Police say it couldn't happen in Maryland or the District. But in Virginia, if a policeman asks you for assistance and you refuse to help, you just might get arrested for it.
That's what happened to 40-year-old Fred Mason, owner of a trash service, early yesterday in Fairfax City.
A patrolman asked four bystanders to assist him in subduing a man who was subsequently charged with public drunkeness and breaking arrest, according to the officer and onlookers.
Mason, trucker Ron Day and two other men who said later they believed they were witnessing an act of police brutality when Officer Steve Haas asked for help, refused to get involved. Eight hours later, Mason was served with an arrest warrant for failing to help the officer. No one else was charged.
Officer Art Bennett, who served the warrant on Mason, said yesterday the statute is "damned rarely" invoked.
In the District of Columbia, police can deputize citizens, but citizens cannot be held accountable for refusing to help, according to department spokesmen.
High-ranking Montgomery County police officers said a similar statute once existed in Maryland, but has been eliminated.
In Virginia, under code section 18.2-436, arrests can be made if citizens willfully refuse to aid an officer in the execution of his duties.

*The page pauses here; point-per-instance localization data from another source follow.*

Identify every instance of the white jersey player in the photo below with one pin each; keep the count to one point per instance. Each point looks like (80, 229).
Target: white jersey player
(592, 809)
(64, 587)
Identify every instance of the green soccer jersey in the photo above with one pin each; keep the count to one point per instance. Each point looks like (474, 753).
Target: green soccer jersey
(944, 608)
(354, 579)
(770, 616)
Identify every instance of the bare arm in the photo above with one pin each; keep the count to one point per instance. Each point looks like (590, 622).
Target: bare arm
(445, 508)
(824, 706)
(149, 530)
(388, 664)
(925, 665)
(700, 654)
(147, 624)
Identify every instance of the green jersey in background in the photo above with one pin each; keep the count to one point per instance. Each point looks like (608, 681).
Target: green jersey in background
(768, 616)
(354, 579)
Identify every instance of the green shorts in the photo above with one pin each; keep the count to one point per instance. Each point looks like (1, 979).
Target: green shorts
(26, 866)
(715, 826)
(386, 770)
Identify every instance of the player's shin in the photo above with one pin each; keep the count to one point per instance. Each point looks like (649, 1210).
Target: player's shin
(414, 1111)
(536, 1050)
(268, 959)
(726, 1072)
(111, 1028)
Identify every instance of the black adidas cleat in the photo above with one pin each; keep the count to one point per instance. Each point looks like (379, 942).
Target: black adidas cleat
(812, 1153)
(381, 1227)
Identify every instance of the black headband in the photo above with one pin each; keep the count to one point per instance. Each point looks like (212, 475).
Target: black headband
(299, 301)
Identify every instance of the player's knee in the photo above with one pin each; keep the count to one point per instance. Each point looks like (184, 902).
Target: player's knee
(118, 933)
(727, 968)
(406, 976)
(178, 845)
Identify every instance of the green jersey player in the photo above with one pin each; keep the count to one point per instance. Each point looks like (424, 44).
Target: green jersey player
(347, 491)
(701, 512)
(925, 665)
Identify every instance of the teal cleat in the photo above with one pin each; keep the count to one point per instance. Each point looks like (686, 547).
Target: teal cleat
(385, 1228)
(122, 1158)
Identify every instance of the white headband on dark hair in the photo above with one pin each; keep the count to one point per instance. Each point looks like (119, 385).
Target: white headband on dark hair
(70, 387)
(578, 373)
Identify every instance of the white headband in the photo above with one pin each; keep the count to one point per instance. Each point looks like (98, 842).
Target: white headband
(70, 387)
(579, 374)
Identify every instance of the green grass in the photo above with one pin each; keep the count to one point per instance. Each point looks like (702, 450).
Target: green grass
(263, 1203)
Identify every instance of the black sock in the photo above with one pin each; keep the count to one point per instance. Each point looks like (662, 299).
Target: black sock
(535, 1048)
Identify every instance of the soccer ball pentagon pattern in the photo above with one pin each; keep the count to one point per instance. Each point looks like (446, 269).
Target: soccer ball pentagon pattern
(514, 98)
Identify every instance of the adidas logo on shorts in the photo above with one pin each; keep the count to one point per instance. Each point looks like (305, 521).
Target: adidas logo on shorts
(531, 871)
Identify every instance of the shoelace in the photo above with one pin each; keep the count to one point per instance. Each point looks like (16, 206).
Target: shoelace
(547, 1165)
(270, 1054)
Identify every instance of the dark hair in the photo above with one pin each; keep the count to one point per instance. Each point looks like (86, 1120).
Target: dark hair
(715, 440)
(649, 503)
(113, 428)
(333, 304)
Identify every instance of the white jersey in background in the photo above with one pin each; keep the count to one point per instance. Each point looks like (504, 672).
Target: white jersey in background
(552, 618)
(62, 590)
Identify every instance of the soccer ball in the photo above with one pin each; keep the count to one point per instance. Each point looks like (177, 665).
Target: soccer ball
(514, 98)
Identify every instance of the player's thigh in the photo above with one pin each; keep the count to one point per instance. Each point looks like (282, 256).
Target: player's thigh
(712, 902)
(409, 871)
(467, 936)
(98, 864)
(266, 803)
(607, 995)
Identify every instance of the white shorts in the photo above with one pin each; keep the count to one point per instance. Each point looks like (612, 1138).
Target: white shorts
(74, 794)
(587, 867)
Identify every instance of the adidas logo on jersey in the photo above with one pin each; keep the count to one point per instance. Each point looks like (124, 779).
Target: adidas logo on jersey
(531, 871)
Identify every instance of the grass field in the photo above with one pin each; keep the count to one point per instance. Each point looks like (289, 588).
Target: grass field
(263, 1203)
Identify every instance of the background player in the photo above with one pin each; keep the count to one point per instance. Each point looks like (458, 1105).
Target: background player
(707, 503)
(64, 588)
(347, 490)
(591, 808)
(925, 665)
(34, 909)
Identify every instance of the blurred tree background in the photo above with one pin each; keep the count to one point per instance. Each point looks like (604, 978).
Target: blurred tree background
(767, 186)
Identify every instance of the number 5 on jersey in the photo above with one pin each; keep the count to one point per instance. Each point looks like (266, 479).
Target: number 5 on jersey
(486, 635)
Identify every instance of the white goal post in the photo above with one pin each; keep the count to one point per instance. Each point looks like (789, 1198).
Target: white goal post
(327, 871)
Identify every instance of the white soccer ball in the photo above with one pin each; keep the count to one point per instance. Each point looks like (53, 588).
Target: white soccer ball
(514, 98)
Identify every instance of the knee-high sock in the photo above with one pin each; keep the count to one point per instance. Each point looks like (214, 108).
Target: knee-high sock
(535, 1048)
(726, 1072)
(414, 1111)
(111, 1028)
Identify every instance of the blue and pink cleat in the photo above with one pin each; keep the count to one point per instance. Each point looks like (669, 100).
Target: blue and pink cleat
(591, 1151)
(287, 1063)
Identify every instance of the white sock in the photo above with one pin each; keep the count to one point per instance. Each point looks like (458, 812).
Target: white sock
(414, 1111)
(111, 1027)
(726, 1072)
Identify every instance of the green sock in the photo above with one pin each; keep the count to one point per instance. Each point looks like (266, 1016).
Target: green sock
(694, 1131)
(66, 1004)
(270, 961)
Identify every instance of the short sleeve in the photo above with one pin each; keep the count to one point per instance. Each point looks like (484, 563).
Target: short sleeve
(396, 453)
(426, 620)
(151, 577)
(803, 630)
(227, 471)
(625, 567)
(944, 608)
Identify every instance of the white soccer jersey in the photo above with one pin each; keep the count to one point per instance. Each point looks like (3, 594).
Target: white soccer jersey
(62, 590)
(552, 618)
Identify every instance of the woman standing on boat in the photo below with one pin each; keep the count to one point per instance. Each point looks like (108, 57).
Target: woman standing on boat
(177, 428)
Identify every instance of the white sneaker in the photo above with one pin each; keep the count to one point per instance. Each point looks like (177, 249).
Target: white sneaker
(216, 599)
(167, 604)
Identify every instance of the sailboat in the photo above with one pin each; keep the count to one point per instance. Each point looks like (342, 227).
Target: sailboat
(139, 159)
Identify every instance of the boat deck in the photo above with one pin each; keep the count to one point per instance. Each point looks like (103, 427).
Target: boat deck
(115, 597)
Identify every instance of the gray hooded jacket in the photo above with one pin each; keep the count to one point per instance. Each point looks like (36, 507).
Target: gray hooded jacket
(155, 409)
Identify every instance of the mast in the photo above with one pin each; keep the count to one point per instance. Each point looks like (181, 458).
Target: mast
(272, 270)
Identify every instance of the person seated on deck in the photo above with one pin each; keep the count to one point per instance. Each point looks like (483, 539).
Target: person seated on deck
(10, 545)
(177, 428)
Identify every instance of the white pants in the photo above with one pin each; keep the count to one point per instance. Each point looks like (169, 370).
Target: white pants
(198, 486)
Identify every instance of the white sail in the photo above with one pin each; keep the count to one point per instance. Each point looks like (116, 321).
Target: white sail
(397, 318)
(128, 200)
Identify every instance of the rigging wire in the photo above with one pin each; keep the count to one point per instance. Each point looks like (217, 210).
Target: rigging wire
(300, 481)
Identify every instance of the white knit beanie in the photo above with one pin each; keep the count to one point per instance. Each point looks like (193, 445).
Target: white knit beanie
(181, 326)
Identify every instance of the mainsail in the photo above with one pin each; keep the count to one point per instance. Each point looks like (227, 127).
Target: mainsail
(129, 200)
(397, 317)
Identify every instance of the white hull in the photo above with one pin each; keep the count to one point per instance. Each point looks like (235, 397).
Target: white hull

"I'm very upset about it," Mason said. "There should be a way to counter-sue on this and I've been trying to get in touch with my lawyer all day."
Fairfax City Police Capt. Hazen L. Allen countered by saying, "If an officer is in an alligator den, there are some cases where asking for help is totally reasonable, asking anything you might expect a law-abiding citizen to do."
Most Northern Virginia police experts agreed that the statute is rarely invoked, mainly out of a desire to prevent harm from coming to innocent bystanders. But they spoke of situations where an officer in trouble might ask citizens to use a police radio to call for help, or simply to open a door so that an officer can leave with a suspect.
Allen said Haas was summoned to a Fairfax restaurant after the restaurant manager repeatedly demanded that 25-year-old Gary Hubert, a laborer-mechanic for Mason's Fairfax City trash business, leave the establishment. When Hubert refused, all sides agree, the manager called the police.
When the officer arrived, according to Allen, he asked Hubert to walk a straight line to prove he wasn't drunk.
When Haas told Hubert that he was under arrest for public drunkeness, Allen said, Hubert replied, "I'll kill you, you mother------," and tried to resist the arrest physically when Haas "got his attention with a flashlight."
Mason and Day claim that Haas struck Hubert repeatedly about the head with the flashlight. When Haas had subdued Hubert, Day said, Haas said "How about somebody helping me?"
Day said yesterday he was "not going over there where he could whip me with that flashlight, too."
There was no immediate explanation why Mason, rather than the other bystanders, was charged with refusing to assist Haas. Allen said that "maybe Mason was the only guy he could identify."
Both Mason and Hubert are scheduled to appear in Fairfax City's General District Court on Oct. 21.
If convicted of refusing to aid an officer, Mason could be sentenced to up to six months in jail and/or a $500 fine.